Marília - Os funcionários da empresa do ramo alimentício Marilan, em Marília (100 quilômetros de Bauru), conseguiram liminar, expedida pela juíza Rosana Fantini Nicolini, da 1.ª Vara do Trabalho da cidade, exigindo que empresa cumpra os direitos trabalhistas exigidos por lei.
A liminar, requerida pelo procurador do Trabalho Luís Henrique Rafael, da Procuradoria Regional do Trabalho de Bauru, aponta irregularidade na jornada de trabalho dos funcionários da Marilan Alimentos S/A e exige a garantia dos direitos dos trabalhadores da indústria alimentícia.
Segundo apuração feita pela Subdelegacia do Trabalho (SDT) de Marília, a empresa alimentícia não concede regularmente aos seus empregados o descanso semanal e os intervalos para descanso, e exige a prorrogação de jornada além das duas horas diárias admitidas por lei.

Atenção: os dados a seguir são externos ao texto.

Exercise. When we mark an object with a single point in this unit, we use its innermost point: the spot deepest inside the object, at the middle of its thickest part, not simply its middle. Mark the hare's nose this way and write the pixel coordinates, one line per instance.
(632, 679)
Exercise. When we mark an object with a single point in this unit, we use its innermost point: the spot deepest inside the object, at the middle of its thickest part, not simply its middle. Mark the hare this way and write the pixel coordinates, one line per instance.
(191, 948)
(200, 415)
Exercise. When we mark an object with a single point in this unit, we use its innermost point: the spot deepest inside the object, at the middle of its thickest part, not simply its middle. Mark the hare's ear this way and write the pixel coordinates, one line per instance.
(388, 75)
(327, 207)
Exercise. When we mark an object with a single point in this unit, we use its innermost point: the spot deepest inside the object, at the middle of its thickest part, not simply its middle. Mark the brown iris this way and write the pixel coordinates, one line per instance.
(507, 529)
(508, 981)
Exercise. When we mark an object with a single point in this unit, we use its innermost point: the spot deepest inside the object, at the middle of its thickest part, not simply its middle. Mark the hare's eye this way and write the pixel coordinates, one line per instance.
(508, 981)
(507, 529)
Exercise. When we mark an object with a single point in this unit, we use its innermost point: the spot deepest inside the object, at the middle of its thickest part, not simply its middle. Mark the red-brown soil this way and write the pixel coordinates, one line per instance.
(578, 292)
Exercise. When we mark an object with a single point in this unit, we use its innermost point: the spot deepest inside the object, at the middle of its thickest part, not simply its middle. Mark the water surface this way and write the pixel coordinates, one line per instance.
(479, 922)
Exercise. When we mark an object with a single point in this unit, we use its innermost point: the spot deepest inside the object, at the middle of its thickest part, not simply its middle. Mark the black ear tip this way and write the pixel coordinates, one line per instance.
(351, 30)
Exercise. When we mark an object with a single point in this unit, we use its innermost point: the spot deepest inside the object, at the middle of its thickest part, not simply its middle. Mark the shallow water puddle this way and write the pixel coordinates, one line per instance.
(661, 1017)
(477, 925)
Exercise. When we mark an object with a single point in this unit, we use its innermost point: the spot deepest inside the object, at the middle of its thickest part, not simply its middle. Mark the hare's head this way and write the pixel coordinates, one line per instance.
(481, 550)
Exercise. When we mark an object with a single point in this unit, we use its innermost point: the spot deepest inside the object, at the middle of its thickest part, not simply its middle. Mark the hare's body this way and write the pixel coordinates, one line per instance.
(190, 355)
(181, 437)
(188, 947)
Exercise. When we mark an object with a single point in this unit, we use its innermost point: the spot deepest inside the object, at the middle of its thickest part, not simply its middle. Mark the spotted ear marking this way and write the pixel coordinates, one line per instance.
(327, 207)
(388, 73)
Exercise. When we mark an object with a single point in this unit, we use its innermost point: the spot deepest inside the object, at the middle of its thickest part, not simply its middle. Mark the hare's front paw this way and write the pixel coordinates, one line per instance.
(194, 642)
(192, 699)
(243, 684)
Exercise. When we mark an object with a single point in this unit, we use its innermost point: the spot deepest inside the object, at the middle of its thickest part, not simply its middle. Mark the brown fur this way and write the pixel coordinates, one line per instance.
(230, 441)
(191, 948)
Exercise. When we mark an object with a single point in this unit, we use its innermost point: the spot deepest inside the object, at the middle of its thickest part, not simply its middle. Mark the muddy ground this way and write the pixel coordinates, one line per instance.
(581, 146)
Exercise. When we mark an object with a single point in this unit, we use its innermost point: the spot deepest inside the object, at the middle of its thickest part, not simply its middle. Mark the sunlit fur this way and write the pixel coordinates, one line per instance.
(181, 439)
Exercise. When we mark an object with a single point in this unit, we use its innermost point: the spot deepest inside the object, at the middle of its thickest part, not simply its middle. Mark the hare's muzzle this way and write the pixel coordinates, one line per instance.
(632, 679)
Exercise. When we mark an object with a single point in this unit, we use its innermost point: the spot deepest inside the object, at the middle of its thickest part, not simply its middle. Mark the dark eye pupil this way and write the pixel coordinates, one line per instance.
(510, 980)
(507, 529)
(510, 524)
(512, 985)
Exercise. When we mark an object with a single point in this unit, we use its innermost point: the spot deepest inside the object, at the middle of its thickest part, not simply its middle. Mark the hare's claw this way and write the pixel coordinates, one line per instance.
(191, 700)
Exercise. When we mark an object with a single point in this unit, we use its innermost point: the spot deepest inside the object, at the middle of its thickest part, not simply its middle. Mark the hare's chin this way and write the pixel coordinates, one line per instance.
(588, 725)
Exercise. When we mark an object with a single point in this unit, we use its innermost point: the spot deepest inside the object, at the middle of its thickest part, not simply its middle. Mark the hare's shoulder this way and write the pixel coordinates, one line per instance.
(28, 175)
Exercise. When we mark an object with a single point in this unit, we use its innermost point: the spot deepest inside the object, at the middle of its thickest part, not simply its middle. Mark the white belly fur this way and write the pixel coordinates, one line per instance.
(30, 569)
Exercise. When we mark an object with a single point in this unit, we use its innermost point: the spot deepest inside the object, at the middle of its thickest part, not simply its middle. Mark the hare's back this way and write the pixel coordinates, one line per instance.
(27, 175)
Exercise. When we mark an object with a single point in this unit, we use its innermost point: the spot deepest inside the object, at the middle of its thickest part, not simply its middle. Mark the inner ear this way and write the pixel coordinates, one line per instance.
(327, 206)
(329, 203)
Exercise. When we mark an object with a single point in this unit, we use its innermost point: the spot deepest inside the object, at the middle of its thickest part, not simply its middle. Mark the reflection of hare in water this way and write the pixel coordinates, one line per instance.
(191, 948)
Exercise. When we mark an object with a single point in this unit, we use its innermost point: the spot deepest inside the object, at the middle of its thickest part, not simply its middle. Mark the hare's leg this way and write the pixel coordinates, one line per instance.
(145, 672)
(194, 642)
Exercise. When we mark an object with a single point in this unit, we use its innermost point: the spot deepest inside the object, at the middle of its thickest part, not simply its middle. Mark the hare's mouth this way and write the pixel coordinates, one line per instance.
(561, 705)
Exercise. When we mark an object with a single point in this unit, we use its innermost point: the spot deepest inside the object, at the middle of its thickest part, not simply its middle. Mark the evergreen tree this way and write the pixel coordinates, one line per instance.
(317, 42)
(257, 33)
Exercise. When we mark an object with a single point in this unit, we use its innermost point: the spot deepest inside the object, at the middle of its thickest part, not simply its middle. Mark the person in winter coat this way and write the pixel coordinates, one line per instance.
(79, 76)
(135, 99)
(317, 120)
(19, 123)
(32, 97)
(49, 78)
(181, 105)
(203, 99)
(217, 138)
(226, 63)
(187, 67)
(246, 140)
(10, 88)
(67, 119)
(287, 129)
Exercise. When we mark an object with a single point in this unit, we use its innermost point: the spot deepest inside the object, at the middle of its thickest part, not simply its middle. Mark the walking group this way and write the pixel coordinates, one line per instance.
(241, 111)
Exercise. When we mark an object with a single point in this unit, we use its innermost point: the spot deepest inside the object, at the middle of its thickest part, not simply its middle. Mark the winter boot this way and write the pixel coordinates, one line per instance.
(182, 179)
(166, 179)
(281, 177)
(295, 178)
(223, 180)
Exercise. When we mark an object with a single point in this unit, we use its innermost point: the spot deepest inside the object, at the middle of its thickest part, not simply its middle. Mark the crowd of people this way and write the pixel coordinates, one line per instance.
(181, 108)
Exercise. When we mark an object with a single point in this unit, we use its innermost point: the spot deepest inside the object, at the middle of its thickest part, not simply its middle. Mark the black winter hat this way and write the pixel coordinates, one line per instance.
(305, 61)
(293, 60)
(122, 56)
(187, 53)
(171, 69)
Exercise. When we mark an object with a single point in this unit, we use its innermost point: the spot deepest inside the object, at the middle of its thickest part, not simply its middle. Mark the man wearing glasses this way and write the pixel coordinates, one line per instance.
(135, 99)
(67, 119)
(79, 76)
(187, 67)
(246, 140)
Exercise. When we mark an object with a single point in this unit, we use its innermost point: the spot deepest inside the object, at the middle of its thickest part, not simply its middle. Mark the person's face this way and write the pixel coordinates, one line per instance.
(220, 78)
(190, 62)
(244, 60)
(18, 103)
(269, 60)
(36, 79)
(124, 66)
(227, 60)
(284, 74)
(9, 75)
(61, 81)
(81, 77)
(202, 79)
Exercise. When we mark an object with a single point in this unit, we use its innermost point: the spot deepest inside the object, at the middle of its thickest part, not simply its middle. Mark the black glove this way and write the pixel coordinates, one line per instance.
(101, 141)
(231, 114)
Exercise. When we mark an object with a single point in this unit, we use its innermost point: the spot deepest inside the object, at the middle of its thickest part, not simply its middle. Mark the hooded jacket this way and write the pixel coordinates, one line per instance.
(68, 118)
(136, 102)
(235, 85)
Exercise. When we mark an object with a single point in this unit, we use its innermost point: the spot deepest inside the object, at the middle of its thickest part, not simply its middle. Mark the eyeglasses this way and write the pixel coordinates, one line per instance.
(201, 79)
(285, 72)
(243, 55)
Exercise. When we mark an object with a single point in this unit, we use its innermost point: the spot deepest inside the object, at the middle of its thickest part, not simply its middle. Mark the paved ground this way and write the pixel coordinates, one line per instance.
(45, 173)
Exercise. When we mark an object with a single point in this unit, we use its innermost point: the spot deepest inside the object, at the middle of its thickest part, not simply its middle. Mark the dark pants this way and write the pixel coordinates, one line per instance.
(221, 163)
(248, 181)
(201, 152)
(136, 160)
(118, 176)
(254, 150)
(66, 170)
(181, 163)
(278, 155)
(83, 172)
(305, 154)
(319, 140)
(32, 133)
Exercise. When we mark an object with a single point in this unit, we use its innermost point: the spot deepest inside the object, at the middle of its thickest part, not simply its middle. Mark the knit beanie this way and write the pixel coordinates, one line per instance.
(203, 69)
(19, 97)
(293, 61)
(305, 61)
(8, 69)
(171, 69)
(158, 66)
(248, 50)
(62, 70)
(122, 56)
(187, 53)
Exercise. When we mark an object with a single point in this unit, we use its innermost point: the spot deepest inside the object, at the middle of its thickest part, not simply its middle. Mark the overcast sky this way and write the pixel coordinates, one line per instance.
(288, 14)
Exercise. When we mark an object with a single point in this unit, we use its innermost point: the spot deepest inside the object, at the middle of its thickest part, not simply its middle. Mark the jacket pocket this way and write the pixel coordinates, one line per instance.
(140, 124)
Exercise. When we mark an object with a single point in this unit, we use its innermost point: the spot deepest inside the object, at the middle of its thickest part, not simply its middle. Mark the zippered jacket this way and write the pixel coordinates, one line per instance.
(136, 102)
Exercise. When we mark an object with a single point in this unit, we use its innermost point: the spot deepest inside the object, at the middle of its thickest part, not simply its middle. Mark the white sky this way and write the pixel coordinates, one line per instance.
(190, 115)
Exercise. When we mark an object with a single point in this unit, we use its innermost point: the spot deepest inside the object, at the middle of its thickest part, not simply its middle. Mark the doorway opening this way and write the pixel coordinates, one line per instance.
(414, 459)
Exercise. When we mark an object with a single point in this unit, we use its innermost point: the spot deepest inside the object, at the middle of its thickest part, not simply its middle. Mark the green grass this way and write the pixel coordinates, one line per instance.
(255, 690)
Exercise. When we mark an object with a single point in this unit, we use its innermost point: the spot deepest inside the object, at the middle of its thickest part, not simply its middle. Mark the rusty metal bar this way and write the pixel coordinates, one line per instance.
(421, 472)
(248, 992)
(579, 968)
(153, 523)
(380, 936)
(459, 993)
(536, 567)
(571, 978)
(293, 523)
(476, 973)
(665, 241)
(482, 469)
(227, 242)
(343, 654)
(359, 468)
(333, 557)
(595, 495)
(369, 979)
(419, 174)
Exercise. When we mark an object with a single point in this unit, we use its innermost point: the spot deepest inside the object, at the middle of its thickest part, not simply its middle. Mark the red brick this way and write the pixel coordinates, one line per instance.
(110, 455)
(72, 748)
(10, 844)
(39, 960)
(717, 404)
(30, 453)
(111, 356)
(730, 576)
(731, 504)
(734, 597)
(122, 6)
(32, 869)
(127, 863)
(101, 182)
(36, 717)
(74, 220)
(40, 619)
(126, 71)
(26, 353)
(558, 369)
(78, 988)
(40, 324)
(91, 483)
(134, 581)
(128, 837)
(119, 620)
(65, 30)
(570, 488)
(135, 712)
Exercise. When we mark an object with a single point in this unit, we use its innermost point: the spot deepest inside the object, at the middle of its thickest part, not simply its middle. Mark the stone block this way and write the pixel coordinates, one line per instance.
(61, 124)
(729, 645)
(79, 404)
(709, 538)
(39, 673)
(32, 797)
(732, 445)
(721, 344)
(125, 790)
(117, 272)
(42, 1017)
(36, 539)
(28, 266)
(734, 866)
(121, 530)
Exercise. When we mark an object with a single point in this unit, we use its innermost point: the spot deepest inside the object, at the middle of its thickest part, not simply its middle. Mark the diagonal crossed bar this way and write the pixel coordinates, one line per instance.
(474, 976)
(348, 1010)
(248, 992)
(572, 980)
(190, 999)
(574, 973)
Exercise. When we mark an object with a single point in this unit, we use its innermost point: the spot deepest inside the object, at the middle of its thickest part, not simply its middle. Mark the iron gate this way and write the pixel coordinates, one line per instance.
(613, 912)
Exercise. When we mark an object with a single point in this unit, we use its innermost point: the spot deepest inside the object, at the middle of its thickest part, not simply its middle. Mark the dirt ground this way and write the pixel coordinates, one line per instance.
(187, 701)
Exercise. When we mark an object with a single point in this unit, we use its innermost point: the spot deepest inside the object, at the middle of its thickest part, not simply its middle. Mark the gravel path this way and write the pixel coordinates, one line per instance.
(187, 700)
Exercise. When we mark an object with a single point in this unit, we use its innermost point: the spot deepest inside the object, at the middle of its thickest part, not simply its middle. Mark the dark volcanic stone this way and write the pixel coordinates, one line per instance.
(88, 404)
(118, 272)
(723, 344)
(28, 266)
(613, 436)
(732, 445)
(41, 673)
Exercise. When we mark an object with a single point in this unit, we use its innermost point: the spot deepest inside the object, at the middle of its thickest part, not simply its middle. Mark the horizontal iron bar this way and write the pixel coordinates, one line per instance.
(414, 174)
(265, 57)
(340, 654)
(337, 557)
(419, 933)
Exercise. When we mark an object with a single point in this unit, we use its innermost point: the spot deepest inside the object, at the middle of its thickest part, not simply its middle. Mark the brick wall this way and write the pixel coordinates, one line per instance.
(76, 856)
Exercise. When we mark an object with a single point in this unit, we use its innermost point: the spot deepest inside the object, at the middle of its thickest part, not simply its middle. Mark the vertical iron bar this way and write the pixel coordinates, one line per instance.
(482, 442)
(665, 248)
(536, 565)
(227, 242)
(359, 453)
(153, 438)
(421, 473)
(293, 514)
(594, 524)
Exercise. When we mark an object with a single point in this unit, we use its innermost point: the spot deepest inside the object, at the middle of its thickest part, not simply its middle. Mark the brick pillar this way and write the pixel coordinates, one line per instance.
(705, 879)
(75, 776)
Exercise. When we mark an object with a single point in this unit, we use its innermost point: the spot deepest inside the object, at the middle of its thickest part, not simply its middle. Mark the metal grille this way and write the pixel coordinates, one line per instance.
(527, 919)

Os funcionários estariam sendo privados de seus direitos tanto pela empresa Marilan quanto pela empresa contratada por ela, a Eficiência Marília Ltda, fornecedora de mão-de-obra terceirizada. “As irregularidades concernentes à jornada de trabalho são extremamente graves, notadamente pelo fato de que constituem a principal fonte de fadiga, doenças e acidentes de trabalho”, alerta o procurador Rafael, por meio da assessoria de imprensa do Ministério do Trabalho.
Face às acusações, a assessoria de comunicação da empresa responde: “A Marilan atende plenamente todas as exigências da legislação trabalhista, inclusive as que se referem à saúde e segurança no trabalho e esse assunto será discutido e defendido judicialmente”.
A Marilan, no entanto, não considera os 125 funcionários contratados por intermédio da empresa Eficiência Marília Ltda como mão-de-obra terceirizada. “A Marilan não utiliza mão-de-obra terceirizada, mas sim temporária para atender uma demanda de produção decorrente de picos de vendas, conforme prevê legislação vigente”, diz a assessoria.
Ela explica também que, em 2005 a empresa aumentou em 25% o seu quadro efetivo de funcionários, além de cerca de 125 trabalhadores temporários da Eficiência Marília Ltda, que prestam serviços para a Marilan.
Descanso
A liminar, concedida pela 1.ª Vara do Trabalho de Marília, obriga a empresa Marilan Alimentos S/A a conceder aos seus funcionários um intervalo semanal de 24 horas consecutivas, além de um intervalo mínimo de 11 horas entre duas jornadas de trabalho. Também exige intervalo para repouso e alimentação de no mínimo uma hora e no máximo duas horas. Recomenda também que a empresa deixe de exigir que seus empregados trabalhem em regime de horas extras além de duas horas extras diárias.
O Ministério Público do Trabalho pede ainda indenização no valor de R$ 200 mil à Marilan Alimentos S/A e R$ 20 mil à Eficiência Marília Ltda, pela lesão a direitos coletivos e difusos.
Fundada em 1957, a fábrica da Marilan está instalada numa área de cerca de 67 mil metros quadrados na cidade de Marília. Segundo seu site na Internet, a empresa conta com cerca de 1.900 funcionários. Produz 280 toneladas de biscoitos por dia e é considerada uma das mais avançadas da América Latina.
De acordo com a assessoria da fábrica, a empresa já está tomando as providências para apresentar defesa dentro do prazo judicial. “(A Marilan) acatará o que no final for decidido pela Justiça, entendendo que o desfecho do processo ser-lhe-á totalmente favorável, tendo em vista os procedimentos adotados”, conclui.